1) Get most out of partition slices – Mosha Pasumansky
2) SSAS Partition Slicing – Eric Jacobsen
3) Partition Slice Impact on Query Performance – Jesse Orosz
Thanks a Ton Jason for the detailed post on partition slices. I was searching for it all the web.
Hi Jason,
Hopefully this additional Info might be of some use…By Chris Webb.
Unexpected partition scans
Even when you have configured your partitions properly it's sometimes the case that Analysis Services will scan partitions that you don't expect it to be scanning for a particular query. If you see this happening the first thing to determine is whether these extra scans are making a significant contribution to your query times. If they aren't, then it's probably not worth worrying about; if they are, there are some things to try to attempt to stop it happening.
The extra scans could be the result of a number of factors, including:
The way you have written MDX for queries or calculations. In most cases it will be very difficult to rewrite the MDX to stop the scans, but the following blog entry describes how it is possible in one scenario: http://tinyurl.com/moshapart
The LastNonEmpty measure aggregation type may result in multiple partition scans.

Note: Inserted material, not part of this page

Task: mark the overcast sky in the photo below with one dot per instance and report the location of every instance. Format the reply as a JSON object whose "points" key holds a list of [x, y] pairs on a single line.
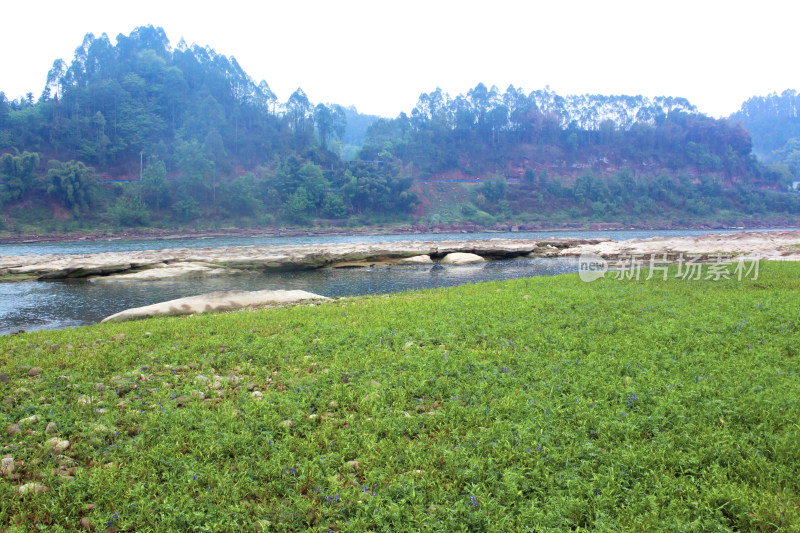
{"points": [[380, 55]]}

If you can restructure your cube so you can use the LastChild aggregation type, Analysis Services will only scan the last partition containing data for the current time period.
In some cases, even when you've set the Slice property, Analysis Services has trouble working out which partitions should be scanned for a query. Changing the attributes mentioned in the Slice property may help, but not always. The section on Related Attributes and Almost Related Attributes in the following blog entry discusses this in more detail: http://tinyurl.com/mdxpartitions
Analysis Services may also decide to retrieve more data than is needed for a query to make answering future queries more efficient. This behavior is called prefetching and can be turned off by setting the following connection string properties: Disable Prefetch Facts=True; Cache Ratio=1
More information on this can be found in the section on Prefetching and Request Ordering in the white paper Identifying and Resolving MDX Query Bottleneck available from http://tinyurl.com/mdxbottlenecks
Note that setting these connection string properties can have other, negative effects on query performance.
You can set connection string properties in SQL Management Studio when you open a new MDX Query window. Just click the Options button on the Connect to Analysis Services dialog, then go to the Additional Connection Parameters tab. Note that in the RTM version of SQL Management Studio there is a problem with this functionality, so that when you set a connection string property it will continue to be set for all connections, even though the textbox on the Additional Connection Parameters tab is blank, until SQL Management Studio is closed down or until you set the same property differently.
http://www.packtpub.com/article/query-performance-tuning-microsoft-analysis-services-part1
Hi
This is what I was looking for. I tried this example and am still getting the scan of all partitions with the sliceproperty set according the the example(When not hitting cache). Am I missing something… I am running SSAS 11.0.3000.0 in EVAL mode.
regards
Michael
I have a cube whit those specifications
10 millions of records per day
partition by day with user base aggregation
17 dimension using hierarchies
50 regular measures
4 months of history data
unfortunately the cube ir very slow
can i use partition by day and slice by month?… what happen if i'll do that
Hi Jason,
I have a cube with 12 partitions, and I have to add a column to this, sourced from the underlying RDBMS. The only way that I know is to update all the 12 partition queries, do we have any better method to do this?